The bar wasn’t more than a quarter full, which was good, but the clientele was a lot younger than she’d counted on, which wasn’t. The old-timers she’d expected to find had been reduced to a quartet of geezers who sat at a scarred table near the back room and slipped out for frequent smoke breaks. It had been na?ve to think that here, in the trendiest of all Boston neighborhoods, the shot-’n’-a-beer crowd could have held the line against the single-malt cohort.
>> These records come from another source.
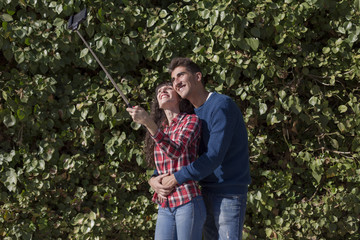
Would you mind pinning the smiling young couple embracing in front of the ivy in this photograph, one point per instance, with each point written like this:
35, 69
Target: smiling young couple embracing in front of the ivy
212, 152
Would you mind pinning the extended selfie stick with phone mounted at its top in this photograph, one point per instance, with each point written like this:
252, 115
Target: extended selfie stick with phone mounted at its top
73, 24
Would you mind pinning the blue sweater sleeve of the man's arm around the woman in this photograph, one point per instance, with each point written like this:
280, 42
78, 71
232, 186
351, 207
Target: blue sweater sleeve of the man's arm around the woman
222, 121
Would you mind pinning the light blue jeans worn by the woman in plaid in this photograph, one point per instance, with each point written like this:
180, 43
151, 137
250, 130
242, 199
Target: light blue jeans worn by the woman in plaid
184, 222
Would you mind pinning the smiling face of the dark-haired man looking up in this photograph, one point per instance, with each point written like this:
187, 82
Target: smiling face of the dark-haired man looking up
183, 81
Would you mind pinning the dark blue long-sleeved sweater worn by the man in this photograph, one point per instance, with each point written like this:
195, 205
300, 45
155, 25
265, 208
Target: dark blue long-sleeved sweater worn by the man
223, 163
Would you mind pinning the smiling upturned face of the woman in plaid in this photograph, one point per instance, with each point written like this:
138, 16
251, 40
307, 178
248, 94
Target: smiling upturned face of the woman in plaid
167, 97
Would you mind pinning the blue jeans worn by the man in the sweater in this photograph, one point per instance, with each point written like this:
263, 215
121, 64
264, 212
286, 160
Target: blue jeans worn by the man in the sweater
225, 216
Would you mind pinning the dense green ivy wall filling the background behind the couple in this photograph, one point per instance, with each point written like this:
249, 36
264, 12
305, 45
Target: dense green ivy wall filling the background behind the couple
71, 160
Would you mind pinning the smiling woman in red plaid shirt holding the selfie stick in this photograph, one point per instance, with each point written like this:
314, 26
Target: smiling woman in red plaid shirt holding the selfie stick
172, 142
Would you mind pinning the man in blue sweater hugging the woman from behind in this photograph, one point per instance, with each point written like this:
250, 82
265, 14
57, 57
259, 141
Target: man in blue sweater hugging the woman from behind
222, 167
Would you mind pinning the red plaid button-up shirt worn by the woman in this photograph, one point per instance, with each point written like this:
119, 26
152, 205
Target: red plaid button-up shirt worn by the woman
177, 146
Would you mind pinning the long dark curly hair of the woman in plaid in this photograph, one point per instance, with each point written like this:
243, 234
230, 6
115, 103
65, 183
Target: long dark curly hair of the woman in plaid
158, 115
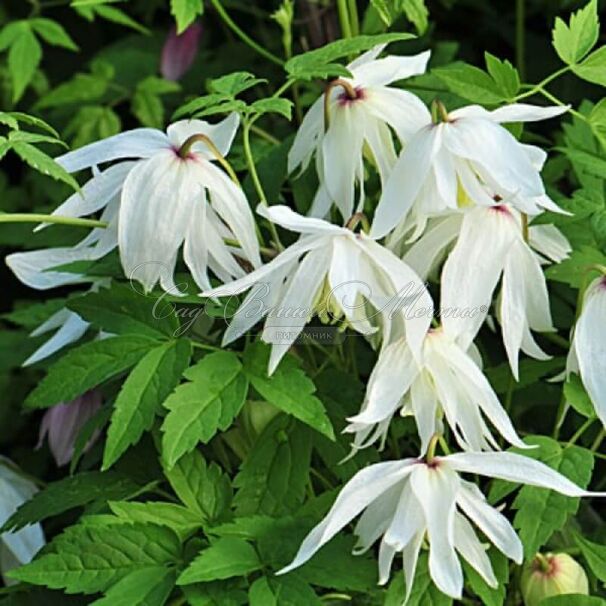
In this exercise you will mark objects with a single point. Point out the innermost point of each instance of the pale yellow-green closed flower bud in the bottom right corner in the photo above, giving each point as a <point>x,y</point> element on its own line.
<point>550,575</point>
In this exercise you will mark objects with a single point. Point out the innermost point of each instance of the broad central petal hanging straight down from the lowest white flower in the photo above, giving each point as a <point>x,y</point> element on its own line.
<point>436,489</point>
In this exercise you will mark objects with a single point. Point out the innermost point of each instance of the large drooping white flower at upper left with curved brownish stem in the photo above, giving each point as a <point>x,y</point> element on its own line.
<point>163,201</point>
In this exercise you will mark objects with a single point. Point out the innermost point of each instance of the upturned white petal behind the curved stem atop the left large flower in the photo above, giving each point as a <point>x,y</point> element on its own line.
<point>221,134</point>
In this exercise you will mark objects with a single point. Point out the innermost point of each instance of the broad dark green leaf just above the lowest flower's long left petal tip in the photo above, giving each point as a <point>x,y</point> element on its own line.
<point>273,476</point>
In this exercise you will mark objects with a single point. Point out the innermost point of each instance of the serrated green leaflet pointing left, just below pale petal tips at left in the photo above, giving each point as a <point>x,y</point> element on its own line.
<point>87,366</point>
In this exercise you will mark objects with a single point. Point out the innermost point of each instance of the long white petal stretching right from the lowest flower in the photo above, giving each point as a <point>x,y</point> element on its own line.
<point>516,468</point>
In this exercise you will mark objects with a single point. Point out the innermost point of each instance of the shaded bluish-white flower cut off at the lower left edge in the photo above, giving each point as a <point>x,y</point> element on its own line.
<point>16,547</point>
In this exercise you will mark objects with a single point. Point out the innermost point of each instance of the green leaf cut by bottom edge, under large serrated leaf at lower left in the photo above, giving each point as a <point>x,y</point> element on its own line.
<point>146,587</point>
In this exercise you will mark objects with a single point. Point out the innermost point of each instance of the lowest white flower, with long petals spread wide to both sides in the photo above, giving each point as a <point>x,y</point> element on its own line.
<point>406,501</point>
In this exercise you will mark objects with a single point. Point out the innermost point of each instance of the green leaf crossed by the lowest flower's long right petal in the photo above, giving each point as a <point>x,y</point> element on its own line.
<point>542,512</point>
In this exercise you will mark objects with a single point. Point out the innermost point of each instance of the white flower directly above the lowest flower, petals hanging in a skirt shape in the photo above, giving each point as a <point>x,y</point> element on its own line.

Old-timers who embraced day drinking and swilled PBRs and ’Gansett tall boys without an irony chaser rarely watched the six o’clock news. The younger crowd didn’t watch it either, at least not in real time, but they might DVR it or stream it through their laptops later. And they certainly accessed YouTube on a regular basis. When the clip of Rachel’s meltdown went viral last fall, there were eighty thousand hits in the first twelve hours. Within twenty-four, there were seven memes and a video mash-up of Rachel blinking, sweating, stuttering, and hyperventilating, backed by a remix of Beyoncé’s “Drunk in Love.” That’s how it had played out—a drunk reporter loses control during a live report from a Port-au-Prince ghetto. Within thirty-six hours of the incident, the video had two hundred and seventy thousand hits.

Her few friends told Rachel she likely overestimated the number of people who recognized her in public. They assured her that the very nature of the viral age, its need for constant replenishment of content, ensured that the video, while watched by many, was remembered by few.

It was fair to assume, however, that half the people in the bar under thirty-five had seen it. They may have been stoned or drunk at the time, which raised the possibility they’d see the single woman at the bar in the baseball cap reading the newspaper and make no connection. But then again, maybe a few of them had been sober and possessed strong memories.